• Improving Node.js Application Performance With Clustering
  • Joyce Echessa
  • The Nuggets translation Project
  • Permanent link to this article: github.com/xitu/gold-m…
  • Translator: zenblo
  • Proofread: PassionPenguin, Ashira97

Improve Node.js application performance with clustering

When building an application product, we usually look for ways to optimize the performance of the application as much as possible. In this article, we’ll explore a way to improve the workload handling of Node.js applications.

Node.js instances run in a single thread, meaning that on the multi-core systems used by most computers today, the application will not use all cpus. To use other available cpus, you can start node.js processes in cluster mode and distribute the load between them.

Because multiple clients can be served at the same time, having multiple processes to handle requests can significantly increase server throughput (requests per second). In this article, we’ll first explore how to create child processes using the Node.js cluster module, and then we’ll explore how to manage clusters using the PM2 process manager.

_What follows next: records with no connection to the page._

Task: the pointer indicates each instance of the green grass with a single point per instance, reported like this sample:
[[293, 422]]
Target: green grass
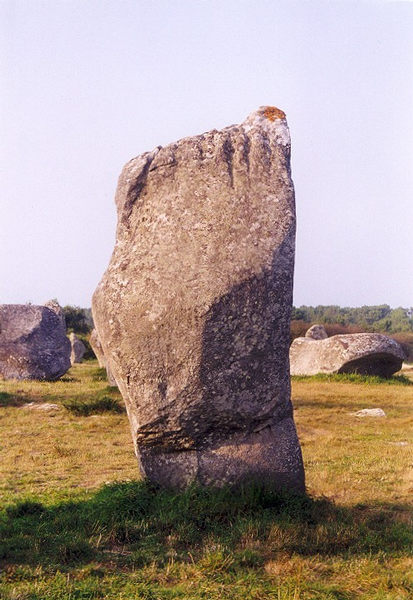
[[77, 524], [355, 378]]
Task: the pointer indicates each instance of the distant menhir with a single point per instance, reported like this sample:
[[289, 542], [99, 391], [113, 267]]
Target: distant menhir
[[33, 342], [363, 353]]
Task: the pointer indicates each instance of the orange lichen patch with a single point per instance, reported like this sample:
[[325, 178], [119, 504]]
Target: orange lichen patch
[[272, 113]]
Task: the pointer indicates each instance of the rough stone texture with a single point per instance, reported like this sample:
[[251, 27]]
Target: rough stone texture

Introduction of the cluster

The Node.js cluster module supports the creation of child processes (worker processes) that run simultaneously and share the same server port. Each derived child object has its own event loop, memory, and V8 instances. The child communicates with the parent using interprocess communication (IPC).

Having multiple processes to process incoming requests means that multiple requests can be processed at the same time, and if there are long-running or blocking operations on one worker process, other worker processes can continue processing incoming requests. Even if there is a blocking operation does not affect the overall task, complete the normal incoming task and the blocking task, the entire application can be terminated.

By running multiple worker processes, we can update the application without downtime. You can modify the application, restart the worker process one at a time, and wait for one child to be fully generated before restarting the other. This way, there will always be a worker process running as we update the application.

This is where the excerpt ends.